Alternative Schedulers
Basic Spark Submit
The following sections contain Scala, PySpark and runtime configuration variables to use with custom orchestration solutions.
Scala Spark Pipelines
Prerequisites:
- Optional: Modify
ivysettings.xml
to point to a custom Maven mirror.
Given a Scala Pipeline named "demo_pipeline" with a JAR artifact from PBT
called demo_pipeline-1.0.jar
you could call the following commands to invoke the Main class from the JAR
file and run the Pipeline on a local Spark cluster.
Make sure to use the correct version of io.prophecy:prophecy-libs_2.12
for your Pipeline.
Find this version in the pom.xml
or pbt_project.yml
in the Pipeline's source code directory.
Alternatively use a tool like jdeps
on the jar file itself.
spark-submit \
--master yarn \
--deploy-mode cluster \
--driver-memory 8g \
--executor-memory 4g \
--executor-cores 4 \
--packages io.prophecy:prophecy-libs_2.12:3.5.0-8.0.29 \
--class io.prophecy.pipelines.demo_pipeline.Main \
demo_pipeline-1.0.jar -i default -O "{}"
PySpark Pipelines
Prerequisites:
- Install Python dependencies by installing the WHL file using
pip
.pip install ./demo_pipeline-1.0-py3-none-any.whl
- Gather necessary Maven dependencies and put into the
--jars
(local) or--packages
(repo) option.- PBT will have a command to generate dependencies or pom.xml for PySpark projects.
- Optional: Modify ivysettings.xml to point to a custom Maven mirror or PyPi mirror.
Given a PySpark Pipeline named "demo_pipeline" with a WHL artifact from PBT
called demo_pipeline-1.0-py3-none-any.whl
you could call the following commands to invoke the main()
method from the WHL
file using a customized launcher script.
spark-submit \
--master yarn \
--deploy-mode cluster \
--driver-memory 8g \
--executor-memory 4g \
--executor-cores 4 \
--packages io.prophecy:prophecy-libs_2.12:3.5.0-8.0.29 \
--py-files demo_pipeline-1.0-py3-none-any.whl \
launcher.py -i default -O "{}"
In this example launcher.py
would import the whl file and call the main()
entrypoint like so:
This launcher must import the name of your specific Pipeline package!
from demo_pipeline import main
main()
Set Runtime Configuration variables
In some cases you may want to override runtime configuration variables of a Pipeline.

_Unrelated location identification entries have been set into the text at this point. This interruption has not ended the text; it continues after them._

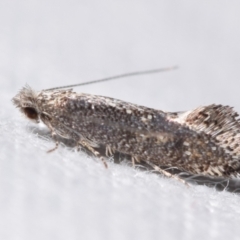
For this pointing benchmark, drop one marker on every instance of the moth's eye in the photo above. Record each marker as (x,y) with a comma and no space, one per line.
(31,113)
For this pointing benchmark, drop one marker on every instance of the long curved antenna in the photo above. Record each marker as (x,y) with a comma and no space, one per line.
(115,77)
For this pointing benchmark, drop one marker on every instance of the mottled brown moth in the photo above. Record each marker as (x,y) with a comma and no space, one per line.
(204,141)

We offer several options for changing the Pipeline configuration at runtime. Each example will show a sample
as "parameters" (e.g. for a Databricks Job) and as "sys args" (e.g. for passing at the end of a spark-submit
command).
Sample Configuration Schema for below examples:
Name | Type |
---|---|
str_var | string |
bool_var | boolean |
float_var | float |
-i
set the Pipeline Configuration instance
A Pipeline may be run with a different Pipeline Configuration instance by using the -i
option and providing the name of the configuration profile instance. For more information on configuration instances and overrides, see Pipeline Configuration instances.
-i
examples
as parameters:
['-i', 'default']
as sysargs:
-i default
-O
override many parameters as a json blob
This may be used in conjunction with -i
and it will only override parameters which are given. You must
specify the name and value of each variable that you want to override.
-0
examples
as parameters:
['-O', '{"str_var":"overridden", "float_var":0.5}']
as sysargs:
-O "{\"str_var\":\"overridden\",\"float_var\":0.5}"
-C
override individual parameters
This may be used in conjunction with -i
and it will only override parameters which are given.

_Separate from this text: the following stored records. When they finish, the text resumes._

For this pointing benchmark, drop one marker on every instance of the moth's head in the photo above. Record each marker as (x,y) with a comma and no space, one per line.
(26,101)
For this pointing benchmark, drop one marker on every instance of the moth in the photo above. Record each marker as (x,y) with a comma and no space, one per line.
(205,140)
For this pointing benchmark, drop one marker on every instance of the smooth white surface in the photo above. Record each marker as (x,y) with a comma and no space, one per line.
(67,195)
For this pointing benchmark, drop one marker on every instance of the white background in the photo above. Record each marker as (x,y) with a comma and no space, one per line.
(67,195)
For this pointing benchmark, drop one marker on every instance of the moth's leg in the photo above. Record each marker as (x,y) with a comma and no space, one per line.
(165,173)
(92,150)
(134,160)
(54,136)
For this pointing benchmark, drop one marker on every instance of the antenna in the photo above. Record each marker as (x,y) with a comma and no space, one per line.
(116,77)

This option may be used more than once.
-C
examples
as parameters:
['-C', 'str_var=test1', 'float_var=0.5']
as sysargs:
-C str_var=test1 float_var=0.5
-f
set configuration using a file
This option will set all parameters for a Pipeline by using a json file which can be reached locally by the
spark-submit
command.
All Configuration Schema fields must be provided in this file.
-f
examples
as parameters:
['-f', '/path/to/somefile.json']
as sysargs:
-f /path/to/somefile.json
Example json file:
{
"str_var": "vendor1",
"bool_var": true,
"float_var": 0.5
}